# Sample use case - Data validation and cleansing
Data cleansing and validation is key to ensure the right set of data is added to your business applications. Often, the incoming data from the source might not be accurate for a variety of reasons and must be validated, standardized, and formatted to meet the constraints at the destination end, before it is sent downstream.
SQL Transformations provides a variety of functions that allow users to:
Validate and cleanse data
SQL Transformations supports pattern matching and checking validity of emails and phone numbers, trimming and removing unwanted spaces or special characters in certain columns, and more.
Standardization
SQL Transformations can add country or area codes to phone numbers, split or combine different parts of names, ensure that provided zipcodes are valid and more.
Conversion
Round integers and decimals to the nearest values, convert date/time from one format to another, replace null values with certain default values, and more.

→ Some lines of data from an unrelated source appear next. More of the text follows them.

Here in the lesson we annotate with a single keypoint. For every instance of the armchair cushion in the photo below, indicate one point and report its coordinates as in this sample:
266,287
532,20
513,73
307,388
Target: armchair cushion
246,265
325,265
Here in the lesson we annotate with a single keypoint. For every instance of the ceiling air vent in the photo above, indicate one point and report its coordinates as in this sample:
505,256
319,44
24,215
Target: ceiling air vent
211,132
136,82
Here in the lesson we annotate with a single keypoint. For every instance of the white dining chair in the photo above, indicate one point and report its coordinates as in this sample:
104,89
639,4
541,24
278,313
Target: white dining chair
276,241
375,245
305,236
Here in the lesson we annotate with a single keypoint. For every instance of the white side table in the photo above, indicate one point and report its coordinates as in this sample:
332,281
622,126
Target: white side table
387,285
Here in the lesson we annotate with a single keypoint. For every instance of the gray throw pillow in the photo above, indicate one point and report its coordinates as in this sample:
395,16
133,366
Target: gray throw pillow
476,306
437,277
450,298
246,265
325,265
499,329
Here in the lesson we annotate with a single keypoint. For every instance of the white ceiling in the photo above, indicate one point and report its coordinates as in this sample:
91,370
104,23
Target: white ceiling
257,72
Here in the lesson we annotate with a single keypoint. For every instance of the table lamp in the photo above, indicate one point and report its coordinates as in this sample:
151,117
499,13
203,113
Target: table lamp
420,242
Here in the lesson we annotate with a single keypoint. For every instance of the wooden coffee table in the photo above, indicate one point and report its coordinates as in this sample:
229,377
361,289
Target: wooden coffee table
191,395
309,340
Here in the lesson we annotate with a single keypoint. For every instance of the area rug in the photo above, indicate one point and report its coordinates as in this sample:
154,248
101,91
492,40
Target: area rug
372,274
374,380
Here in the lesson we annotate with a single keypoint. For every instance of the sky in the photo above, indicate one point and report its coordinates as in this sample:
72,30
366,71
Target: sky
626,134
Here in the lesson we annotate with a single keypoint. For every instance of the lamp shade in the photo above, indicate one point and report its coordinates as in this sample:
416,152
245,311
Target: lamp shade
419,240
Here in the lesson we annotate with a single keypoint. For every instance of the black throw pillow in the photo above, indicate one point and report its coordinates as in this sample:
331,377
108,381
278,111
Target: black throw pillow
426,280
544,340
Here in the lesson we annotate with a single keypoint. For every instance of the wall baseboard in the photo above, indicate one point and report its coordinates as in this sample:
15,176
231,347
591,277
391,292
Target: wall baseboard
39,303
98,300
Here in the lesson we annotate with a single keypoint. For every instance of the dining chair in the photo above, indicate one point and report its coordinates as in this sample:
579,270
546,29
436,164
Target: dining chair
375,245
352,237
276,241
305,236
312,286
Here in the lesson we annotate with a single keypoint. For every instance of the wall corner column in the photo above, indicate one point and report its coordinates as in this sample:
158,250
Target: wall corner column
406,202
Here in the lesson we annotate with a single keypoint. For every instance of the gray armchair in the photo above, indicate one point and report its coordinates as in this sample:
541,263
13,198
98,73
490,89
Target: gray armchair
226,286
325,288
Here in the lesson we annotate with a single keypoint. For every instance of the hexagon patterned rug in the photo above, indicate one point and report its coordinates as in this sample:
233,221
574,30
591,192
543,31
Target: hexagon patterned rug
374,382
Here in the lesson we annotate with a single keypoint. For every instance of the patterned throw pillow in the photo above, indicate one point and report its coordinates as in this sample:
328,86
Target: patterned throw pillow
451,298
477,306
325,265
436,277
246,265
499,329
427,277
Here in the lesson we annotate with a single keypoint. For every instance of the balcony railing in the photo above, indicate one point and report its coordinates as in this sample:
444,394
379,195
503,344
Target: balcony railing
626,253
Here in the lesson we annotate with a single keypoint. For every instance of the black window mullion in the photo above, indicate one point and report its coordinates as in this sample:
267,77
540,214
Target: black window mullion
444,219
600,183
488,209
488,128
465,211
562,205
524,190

# Sample recipe: Extract leads from On-prem source, validate and cleanse the data before loading to Marketo
Consider the following scenario:
A company is running active online and offline marketing campaigns that result in generating large volume of leads. The leads are accumulated together and stored as a CSV file in an on-prem system. The company plans to extract the leads, ensuring that they pass basic validation logic and send the filtered leads in bulk to Marketo.
Because the lead information is quite large (About 100K records), typically they need to use Workato and store all the leads in an external database, run queries to validate the leads. Then, they must fetch and filter the cleansed leads back into Workato and then load them Marketo.
This is quite cumbersome and creates dependency on an external database system.
With SQL Transformations, the same workflow can be achieved in few simple steps!
In the trigger, set up the source of the file, which is the on-prem system, and configure it to look for new incoming file.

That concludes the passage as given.